The Japan Times gave the best run down of what’s going on. The article is here.
In a nutshell,
The annual price for shipping, video-streaming and an array of other services rose by 26 percent to ¥4,900 ($44) starting from Friday, the Seattle-based company said in a statement the same day. Fees for monthly users were raised by ¥100 to ¥500 per month.
As a background to this fee increase, there was a recent antitrust ruling against Amazon Japan. It involved a new points system they were forcing on sellers. I meant to post about it, but this same article sums up what happened.
Meanwhile, the Fair Trade Commission said Thursday it had terminated an antitrust investigation into Amazon Japan G.K.’s planned reward point program.
The move followed a decision by the unit of Amazon.com Inc. to withdraw a plan that would have obliged all sellers using its online shopping platform to provide reward points.

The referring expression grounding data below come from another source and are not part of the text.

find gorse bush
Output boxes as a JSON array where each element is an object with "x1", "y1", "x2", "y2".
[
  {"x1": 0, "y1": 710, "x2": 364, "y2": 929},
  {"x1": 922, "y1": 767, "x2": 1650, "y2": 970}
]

The FTC judged that Amazon Japan’s decision resolved concerns over potential abuse of its dominant bargaining position.
The probe began after Amazon Japan said in February it would offer customers reward points worth at least 1 percent of purchase amounts for all items from late May.

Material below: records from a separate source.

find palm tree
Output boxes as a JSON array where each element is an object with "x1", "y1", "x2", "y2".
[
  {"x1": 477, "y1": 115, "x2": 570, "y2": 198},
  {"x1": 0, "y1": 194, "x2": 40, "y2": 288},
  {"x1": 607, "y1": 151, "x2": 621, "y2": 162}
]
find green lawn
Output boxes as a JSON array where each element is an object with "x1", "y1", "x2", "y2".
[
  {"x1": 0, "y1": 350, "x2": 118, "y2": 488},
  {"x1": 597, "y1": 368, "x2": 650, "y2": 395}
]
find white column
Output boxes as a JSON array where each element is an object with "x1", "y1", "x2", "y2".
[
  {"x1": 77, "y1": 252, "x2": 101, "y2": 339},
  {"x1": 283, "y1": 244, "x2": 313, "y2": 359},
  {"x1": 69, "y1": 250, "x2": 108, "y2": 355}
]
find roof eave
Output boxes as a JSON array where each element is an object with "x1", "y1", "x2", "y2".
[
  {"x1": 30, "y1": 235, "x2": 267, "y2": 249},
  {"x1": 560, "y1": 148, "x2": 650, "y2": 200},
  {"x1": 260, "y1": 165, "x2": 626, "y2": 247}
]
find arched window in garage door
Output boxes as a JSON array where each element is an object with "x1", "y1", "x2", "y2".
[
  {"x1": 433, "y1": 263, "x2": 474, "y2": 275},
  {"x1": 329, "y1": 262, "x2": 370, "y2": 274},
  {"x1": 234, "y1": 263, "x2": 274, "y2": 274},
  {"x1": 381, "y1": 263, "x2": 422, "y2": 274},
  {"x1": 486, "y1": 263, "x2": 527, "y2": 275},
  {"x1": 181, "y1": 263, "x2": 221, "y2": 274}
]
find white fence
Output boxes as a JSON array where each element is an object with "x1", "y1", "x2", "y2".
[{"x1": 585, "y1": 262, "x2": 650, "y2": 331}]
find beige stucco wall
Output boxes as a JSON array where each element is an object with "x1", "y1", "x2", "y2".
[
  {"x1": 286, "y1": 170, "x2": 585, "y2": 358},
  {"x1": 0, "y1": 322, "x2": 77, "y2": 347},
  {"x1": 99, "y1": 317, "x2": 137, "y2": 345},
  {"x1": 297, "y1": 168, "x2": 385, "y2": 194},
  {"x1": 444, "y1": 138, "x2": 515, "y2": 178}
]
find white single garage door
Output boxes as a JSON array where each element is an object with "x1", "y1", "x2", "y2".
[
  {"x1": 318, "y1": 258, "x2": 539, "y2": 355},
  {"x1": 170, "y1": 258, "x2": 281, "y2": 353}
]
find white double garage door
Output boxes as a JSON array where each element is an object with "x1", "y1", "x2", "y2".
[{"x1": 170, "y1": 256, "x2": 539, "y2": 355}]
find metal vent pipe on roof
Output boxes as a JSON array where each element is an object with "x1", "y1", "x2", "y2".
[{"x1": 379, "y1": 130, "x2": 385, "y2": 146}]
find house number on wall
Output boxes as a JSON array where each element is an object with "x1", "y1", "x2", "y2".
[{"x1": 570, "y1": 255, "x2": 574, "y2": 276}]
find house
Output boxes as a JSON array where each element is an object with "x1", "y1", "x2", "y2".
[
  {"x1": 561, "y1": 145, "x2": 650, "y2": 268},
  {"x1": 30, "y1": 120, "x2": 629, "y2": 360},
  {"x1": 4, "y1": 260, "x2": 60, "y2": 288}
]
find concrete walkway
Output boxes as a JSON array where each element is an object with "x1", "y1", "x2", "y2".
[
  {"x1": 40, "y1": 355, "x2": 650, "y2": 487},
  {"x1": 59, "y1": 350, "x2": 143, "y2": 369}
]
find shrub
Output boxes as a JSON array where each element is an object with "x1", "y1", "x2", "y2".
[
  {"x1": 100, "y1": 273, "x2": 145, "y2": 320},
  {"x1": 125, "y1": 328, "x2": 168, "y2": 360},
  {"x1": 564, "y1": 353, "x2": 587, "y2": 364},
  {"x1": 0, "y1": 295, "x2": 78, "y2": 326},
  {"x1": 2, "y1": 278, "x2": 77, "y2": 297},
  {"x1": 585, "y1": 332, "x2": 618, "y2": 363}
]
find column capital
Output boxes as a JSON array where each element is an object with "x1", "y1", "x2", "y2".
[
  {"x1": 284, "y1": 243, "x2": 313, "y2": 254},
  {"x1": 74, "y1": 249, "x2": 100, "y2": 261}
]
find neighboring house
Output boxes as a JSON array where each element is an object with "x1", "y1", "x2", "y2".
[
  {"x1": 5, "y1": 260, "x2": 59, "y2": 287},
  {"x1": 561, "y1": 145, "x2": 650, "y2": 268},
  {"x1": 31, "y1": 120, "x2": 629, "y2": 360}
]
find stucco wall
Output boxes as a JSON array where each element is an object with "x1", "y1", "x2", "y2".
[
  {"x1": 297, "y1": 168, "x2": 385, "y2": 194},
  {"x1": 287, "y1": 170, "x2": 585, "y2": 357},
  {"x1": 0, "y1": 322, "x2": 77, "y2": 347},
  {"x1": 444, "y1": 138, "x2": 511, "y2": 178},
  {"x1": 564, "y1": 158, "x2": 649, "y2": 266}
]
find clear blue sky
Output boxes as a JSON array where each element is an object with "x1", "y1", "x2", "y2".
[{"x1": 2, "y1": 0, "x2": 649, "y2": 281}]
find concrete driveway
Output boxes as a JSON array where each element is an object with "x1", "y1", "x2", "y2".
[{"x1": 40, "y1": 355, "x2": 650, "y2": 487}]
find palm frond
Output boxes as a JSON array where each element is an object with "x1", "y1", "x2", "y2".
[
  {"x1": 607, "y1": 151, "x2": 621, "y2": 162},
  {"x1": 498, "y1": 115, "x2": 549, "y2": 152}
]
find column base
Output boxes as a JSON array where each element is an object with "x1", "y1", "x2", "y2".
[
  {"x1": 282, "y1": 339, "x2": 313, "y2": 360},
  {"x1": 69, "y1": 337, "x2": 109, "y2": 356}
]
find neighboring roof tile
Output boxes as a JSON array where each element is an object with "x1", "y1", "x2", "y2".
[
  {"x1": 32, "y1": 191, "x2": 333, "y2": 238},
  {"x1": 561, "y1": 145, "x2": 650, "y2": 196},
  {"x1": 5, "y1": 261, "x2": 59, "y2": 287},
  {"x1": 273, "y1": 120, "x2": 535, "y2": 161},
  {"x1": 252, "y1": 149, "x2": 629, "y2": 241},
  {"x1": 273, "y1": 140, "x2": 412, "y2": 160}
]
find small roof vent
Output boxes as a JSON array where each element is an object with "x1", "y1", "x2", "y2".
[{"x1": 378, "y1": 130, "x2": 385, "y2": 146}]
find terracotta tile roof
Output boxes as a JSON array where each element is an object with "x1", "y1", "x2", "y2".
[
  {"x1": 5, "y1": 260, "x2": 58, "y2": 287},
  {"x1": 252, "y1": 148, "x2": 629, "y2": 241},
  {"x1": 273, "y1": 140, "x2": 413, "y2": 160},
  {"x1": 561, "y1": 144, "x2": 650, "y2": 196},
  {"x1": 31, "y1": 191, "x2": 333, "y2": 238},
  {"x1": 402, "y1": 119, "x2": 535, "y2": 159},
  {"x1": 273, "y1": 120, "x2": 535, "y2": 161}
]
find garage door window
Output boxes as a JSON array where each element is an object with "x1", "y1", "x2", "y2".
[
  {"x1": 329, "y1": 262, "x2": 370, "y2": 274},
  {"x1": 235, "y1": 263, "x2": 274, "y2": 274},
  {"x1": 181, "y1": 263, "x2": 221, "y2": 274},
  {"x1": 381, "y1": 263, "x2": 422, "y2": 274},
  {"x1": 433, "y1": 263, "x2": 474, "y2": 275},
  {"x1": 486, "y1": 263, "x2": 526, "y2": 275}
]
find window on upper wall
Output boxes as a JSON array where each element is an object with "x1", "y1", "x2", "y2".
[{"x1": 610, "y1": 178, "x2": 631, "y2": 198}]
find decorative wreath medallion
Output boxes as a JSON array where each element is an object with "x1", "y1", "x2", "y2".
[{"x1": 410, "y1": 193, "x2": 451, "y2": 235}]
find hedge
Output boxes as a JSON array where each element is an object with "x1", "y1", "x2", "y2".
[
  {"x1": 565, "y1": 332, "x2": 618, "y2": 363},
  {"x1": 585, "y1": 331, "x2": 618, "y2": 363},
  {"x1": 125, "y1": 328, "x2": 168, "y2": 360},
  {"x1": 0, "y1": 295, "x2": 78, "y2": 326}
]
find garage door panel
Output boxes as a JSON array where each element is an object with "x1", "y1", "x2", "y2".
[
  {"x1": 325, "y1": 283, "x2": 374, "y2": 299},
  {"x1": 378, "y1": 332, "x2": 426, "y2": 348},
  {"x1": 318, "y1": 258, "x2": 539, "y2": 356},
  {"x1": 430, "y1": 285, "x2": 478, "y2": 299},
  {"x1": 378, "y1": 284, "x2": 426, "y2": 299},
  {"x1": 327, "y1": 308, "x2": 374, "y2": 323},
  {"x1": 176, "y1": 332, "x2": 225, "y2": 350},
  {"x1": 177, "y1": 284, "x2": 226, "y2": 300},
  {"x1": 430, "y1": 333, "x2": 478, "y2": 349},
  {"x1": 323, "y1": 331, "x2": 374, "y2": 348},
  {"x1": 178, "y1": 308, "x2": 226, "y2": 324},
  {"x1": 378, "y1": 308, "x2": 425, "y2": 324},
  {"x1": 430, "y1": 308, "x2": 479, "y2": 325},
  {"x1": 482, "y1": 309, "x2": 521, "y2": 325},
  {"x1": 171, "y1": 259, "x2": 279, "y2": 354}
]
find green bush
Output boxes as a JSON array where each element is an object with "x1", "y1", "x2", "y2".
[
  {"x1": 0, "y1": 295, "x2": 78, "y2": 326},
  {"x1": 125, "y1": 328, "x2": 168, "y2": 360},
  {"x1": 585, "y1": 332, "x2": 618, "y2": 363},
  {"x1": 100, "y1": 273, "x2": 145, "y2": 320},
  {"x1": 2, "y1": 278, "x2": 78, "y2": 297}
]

Under the program, sellers using the company’s platform would have shouldered the costs for the reward points.
On Wednesday, Amazon Japan said it will allow each seller to decide a reward point policy on its own.
I’ve been using the same delivery companies in Japan since the end of the 1990’s, and I have seen first hand, the effect of the growth of Amazon Japan on physical and mental health of the delivery drivers. The once friendly guys who would stop and chat, noticeably began to run faster and clearly looked more stressed and weary! This is probably a conversation for another time, but winning the Amazon Japan “partnered carrier” contract was a curse for the company that won it. With the eventual push back from the delivery companies, something had to give.
Amazon had to get more money from somewhere. Trying to force sellers to to shoulder the burden of these higher costs was prevented by the FTC, and so now the costs will be passed directly on to customers. On the plus side, Amazon has resisted raising the Free shipping threshold of 2,000 yen. That hasn’t changed since it was imposed. (I posted about this in April 2016.)
However, there is prospect of a recession looming this October. Now, that is definitely something I will post about!